Immeubles Yelena inc. c. Windsor

2019 QCRDL 20411

 

 

RÉGIE DU LOGEMENT

Bureau dE Montréal

 

No dossier :

427583 31 20181112 V

No demande :

2672849

 

 

Date :

19 juin 2019

Régisseurs :

Éric Luc Moffatt, juge administratif

Serge Adam, juge administratif

 

Les Immeubles Yelena inc.

 

Locateur - Partie demanderesse

c.

Megan Ashley Windsor

 

Locataire - Partie défenderesse

 

 

 

D É C I S I O N

 

 

[1]      Par un recours introduit le 23 janvier 2019, le locateur demande la révision de la décision rendue le 10 janvier 2019.

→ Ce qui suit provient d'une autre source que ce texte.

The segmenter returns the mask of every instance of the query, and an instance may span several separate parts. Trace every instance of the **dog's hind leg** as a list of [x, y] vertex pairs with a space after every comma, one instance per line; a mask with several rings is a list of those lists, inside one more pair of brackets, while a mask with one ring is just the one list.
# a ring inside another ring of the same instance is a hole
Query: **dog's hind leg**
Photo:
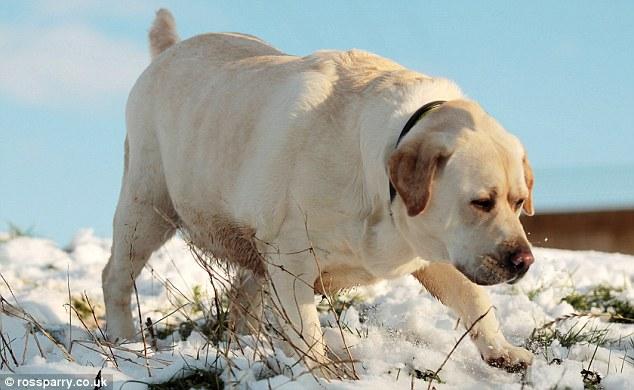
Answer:
[[[132, 339], [131, 315], [134, 280], [152, 252], [175, 231], [176, 213], [170, 201], [160, 162], [149, 156], [129, 155], [113, 222], [112, 252], [102, 272], [106, 326], [113, 339]], [[138, 151], [137, 151], [138, 152]]]
[[240, 269], [229, 292], [229, 316], [233, 330], [239, 334], [259, 333], [265, 278]]

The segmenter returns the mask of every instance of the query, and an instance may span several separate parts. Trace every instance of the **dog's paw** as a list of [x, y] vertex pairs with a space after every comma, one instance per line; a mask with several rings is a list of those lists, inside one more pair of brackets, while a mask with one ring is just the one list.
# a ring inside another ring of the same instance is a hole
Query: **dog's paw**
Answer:
[[480, 350], [482, 360], [492, 367], [502, 368], [508, 372], [522, 372], [533, 363], [533, 354], [505, 341], [493, 346], [486, 346]]

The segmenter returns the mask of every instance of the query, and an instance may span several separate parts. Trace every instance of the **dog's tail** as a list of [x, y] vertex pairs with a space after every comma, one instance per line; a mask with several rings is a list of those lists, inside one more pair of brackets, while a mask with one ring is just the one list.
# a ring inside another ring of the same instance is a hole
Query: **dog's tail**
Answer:
[[156, 11], [156, 18], [150, 28], [150, 53], [152, 58], [161, 54], [164, 50], [180, 41], [176, 32], [176, 22], [172, 13], [161, 8]]

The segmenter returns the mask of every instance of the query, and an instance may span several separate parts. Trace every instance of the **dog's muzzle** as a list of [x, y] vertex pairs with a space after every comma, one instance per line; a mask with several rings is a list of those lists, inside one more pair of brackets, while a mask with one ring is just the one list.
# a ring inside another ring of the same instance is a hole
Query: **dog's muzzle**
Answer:
[[517, 283], [528, 272], [535, 258], [528, 248], [520, 248], [508, 252], [505, 256], [482, 256], [475, 267], [469, 269], [463, 265], [456, 265], [472, 282], [490, 286], [499, 283]]

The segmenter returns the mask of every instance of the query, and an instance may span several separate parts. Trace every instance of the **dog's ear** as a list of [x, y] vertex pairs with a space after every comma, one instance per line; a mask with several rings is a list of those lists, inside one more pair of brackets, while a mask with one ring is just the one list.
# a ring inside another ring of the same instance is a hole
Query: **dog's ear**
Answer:
[[433, 132], [404, 143], [390, 156], [390, 181], [410, 217], [423, 212], [429, 203], [438, 166], [451, 154], [447, 144], [446, 134]]
[[522, 165], [524, 166], [524, 180], [526, 180], [526, 186], [528, 187], [528, 198], [524, 201], [522, 210], [524, 210], [524, 214], [530, 216], [535, 214], [535, 208], [533, 207], [533, 184], [535, 183], [535, 178], [533, 177], [533, 169], [526, 155], [524, 155], [522, 159]]

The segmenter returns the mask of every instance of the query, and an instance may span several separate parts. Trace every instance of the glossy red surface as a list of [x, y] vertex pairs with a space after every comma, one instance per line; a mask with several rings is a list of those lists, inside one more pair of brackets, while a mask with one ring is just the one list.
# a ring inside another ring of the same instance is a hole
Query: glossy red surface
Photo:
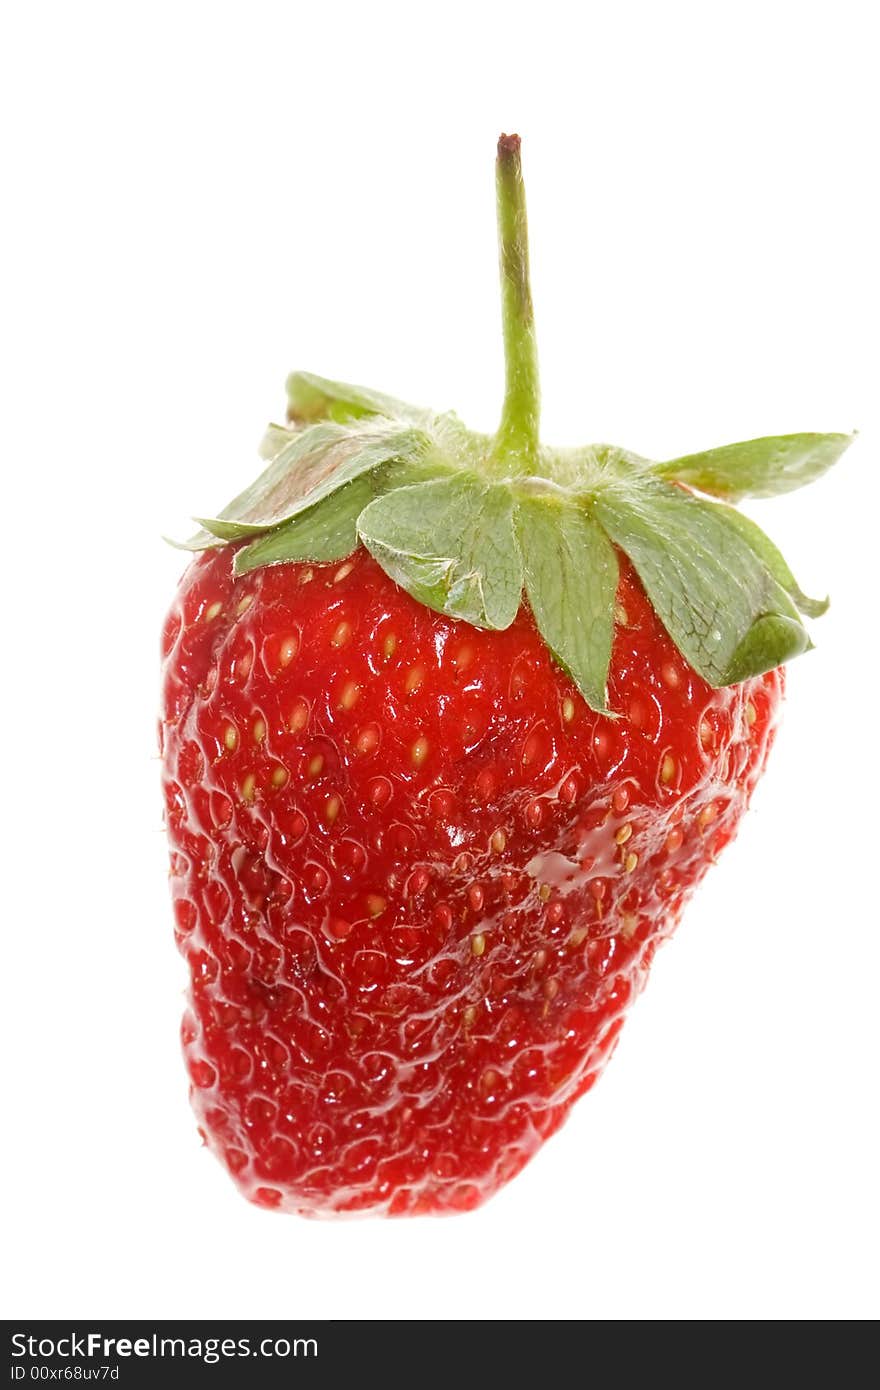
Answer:
[[469, 1209], [601, 1072], [782, 692], [710, 689], [621, 564], [615, 720], [527, 610], [478, 631], [362, 551], [184, 575], [161, 730], [183, 1043], [252, 1201]]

[2]      La demande se fonde sur l’article 90 de la Loi sur la Régie du logement qui énonce ce qui suit :

90. La Régie peut réviser une décision lorsque la demande de révision a pour objet la fixation de loyer, la modification d'une autre condition du bail ou la révision de loyer, si la demande lui en est faite par une partie dans le mois de la date de cette décision.

La révision a lieu suivant la procédure prévue par la section I. Le président de la Régie ou le vice-président qu'il désigne à cette fin détermine le nombre de régisseurs qui entendent la demande; ce nombre doit être supérieur au nombre de régisseurs ou de greffiers spéciaux ayant entendu la demande de fixation de loyer, de modification d'une autre condition du bail ou de révision de loyer.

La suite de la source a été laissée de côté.